Researchers have studied athletes in other sports, like basketball, soccer, motorsports, and cricket, and found that experts in these sports have better visual acuity and contrast sensitivity than non-experts.
Studies have also shown that vision is a complex sense and many factors are at play for high-level athletes who rely on vision to succeed.
But before moving forward, we’re gonna need some definitions – that way, we’re all on the same page.
Elements of vision that matter in sports are:
Visual attention and peripheral vision: The eyes’ field of focus – called the visual field – is actually rather small. We can only fixate our attention on fine details with both eyes in a narrow visual field.
But you can still “see” things in your peripheral vision – they’re just out of focus. Peripheral vision is most important in sports with quick movements, such as basketball.
Eye dominance: Just as you’re right-handed or left-handed, you’re also right-eyed or left-eyed. Your dominant eye processes information and sends it to your brain more quickly than your non-dominant eye.
For baseball hitters, knowing which eye is dominant might influence how you position your head during your stance to get the best view of the incoming pitch.
Eye movements: This refers to the speed with which your eyes can track what’s in your field of vision
These eye movements – occurring either as you’re moving, as the game’s object is moving, or both – are also integral to visual success in sports.
Visual acuity: Visual acuity refers to accuracy – or how much detail you can discern from certain distances.
Greater accuracy leads to more success for elite athletes.
Contrast sensitivity: Contrast sensitivity is an accuracy measurement that gauges the ability to process visual information under varying lighting conditions.
As an object’s velocity increases, your contrast sensitivity is likely to decrease.
Batters with better contrast sensitivity functioning have an easier time picking up the ball visually as the pitch comes hurling in.
Now, remember, it’s visual skill working together with sensorimotor skills that give elite athletes their edge.
So, with the necessary visual definitions out of the way, let’s do the same for sensorimotor terms.
Your sensorimotor skills allow you to receive messages – known as inputs – through your senses and produce a motor response – AKA, output.
First, you have your three main sensory skills types:
The five senses: hearing, touch, smell, taste, and sight
Vestibular: inner ear – your head position helps control balance
Proprioception: your body’s ability to perceive its own position within space
Then, you have your motor skills, which are related to our muscles and movements.
These two sets of skills – sensory and motor – work together, of course, to form your sensorimotor abilities.
#What are some examples of sensorimotor skills being used in baseball?
Body in space: At a young age, you learn how to recognize where you are in relation to other people and objects.
This ability facilitates your visual motor skills, which are critical to reaction times for athletes in so-called “striking sports” such as baseball and cricket.
Laterality: The long-term deployment of specific motor patterns grooved by the preferential use of one side or part of the body over the other. It’s more than if you’re a righty or lefty though.
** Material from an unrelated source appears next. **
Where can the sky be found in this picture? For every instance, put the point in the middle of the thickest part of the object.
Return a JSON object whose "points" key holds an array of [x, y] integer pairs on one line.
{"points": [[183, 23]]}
Eye movements must also develop this laterality.
And this sensorimotor skill comes into play with everything from hitting to pitching to chasing down a flyball.
Balance: You learn how to balance thanks to your vestibular system, in the inner ear.
Balance keeps you from falling down, and greater balance creates more neural networks which develop your input-output communication systems further and further. We all know how important good balance is for both hitting and pitching.
Centering: Centering allows you to cross your midline from top to bottom, letting your body move as one rather than a bunch of different parts.
Any hitting coach knows that getting their body to work in unison throughout a swing is a major challenge for many budding ballplayers.
#Motor and Visual Skills in Baseball Hitting vs. Pitching
Although visual skills and motor skills often work together in most successful athletes, it’s important to note that some tasks require more of one or the other.
A good example is the difference between pitching and hitting.
A pitcher must manipulate the ball with fine motor movements and coordinate a full-body sequence in order to deliver the pitch, but they actually rely less on their visual senses relative to hitters.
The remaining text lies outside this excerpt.